Menteri Lingkungan Hidup Peru, Manuel Pulgar-Vidal, yang akan mengetuai pembicaraan perubahan iklim PBB di Lima pada bulan Desember, mengatakan bahwa kehutanan harus merupakan inti dari kesepakatan perubahan iklim mana pun di masa mendatang.

Asia Tenggara berada di garis depan pertempuran dalam menyeimbangkan berbagai kebutuhan dari populasi yang terus bertumbuh, ekonomi yang terus berkembang, dan perlindungan lingkungan hidup.  Menteri-menteri, masyarakat sipil, akademisi, sektor swasta dan kaum muda memanfaatkan acara Pertemuan Puncak selama dua hari tersebut untuk mencari berbagai cara untuk mengelola hutan dan lanskap dengan lebih baik dalam pergeseran menuju “ekonomi hijau”.

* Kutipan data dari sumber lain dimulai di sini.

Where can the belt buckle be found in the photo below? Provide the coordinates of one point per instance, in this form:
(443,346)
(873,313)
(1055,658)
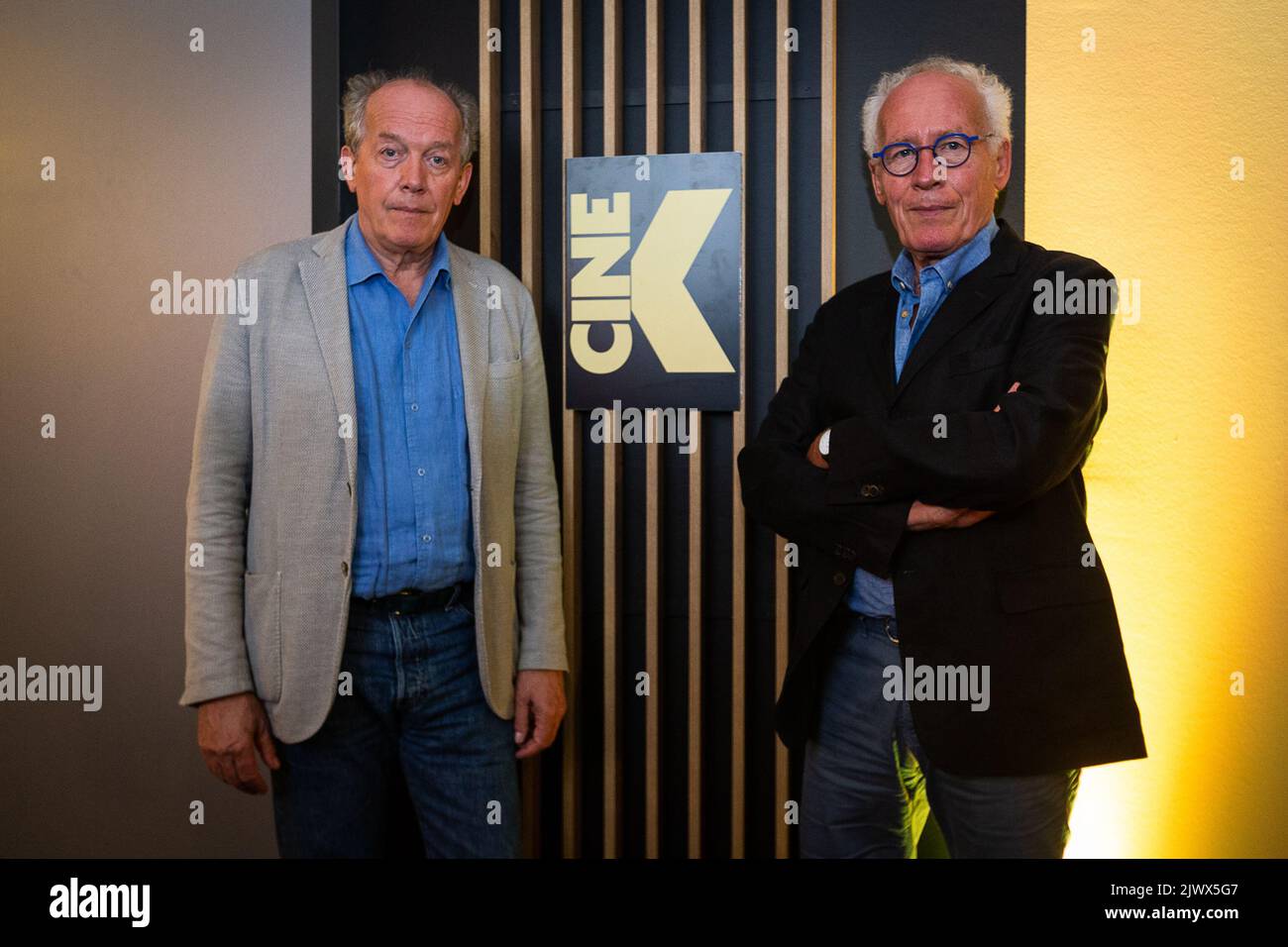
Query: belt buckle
(885,626)
(402,591)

Mengacu pada sumber daya yang dibutuhkan untuk mendanai pergeseran ini, Mark Burrows dari Credit Suisse mengatakan, “modal ini sudah ada dalam skala yang dahsyat. Kira-kira 225 triliun dolar AS dari modal swasta saat ini dialokasikan melalui pasaran uang dunia.” Suasana hati di kalangan para investor besar sedang berubah, tambahnya. Tetapi “kita membutuhkan investasi politik untuk membuka kunci investasi finansial.”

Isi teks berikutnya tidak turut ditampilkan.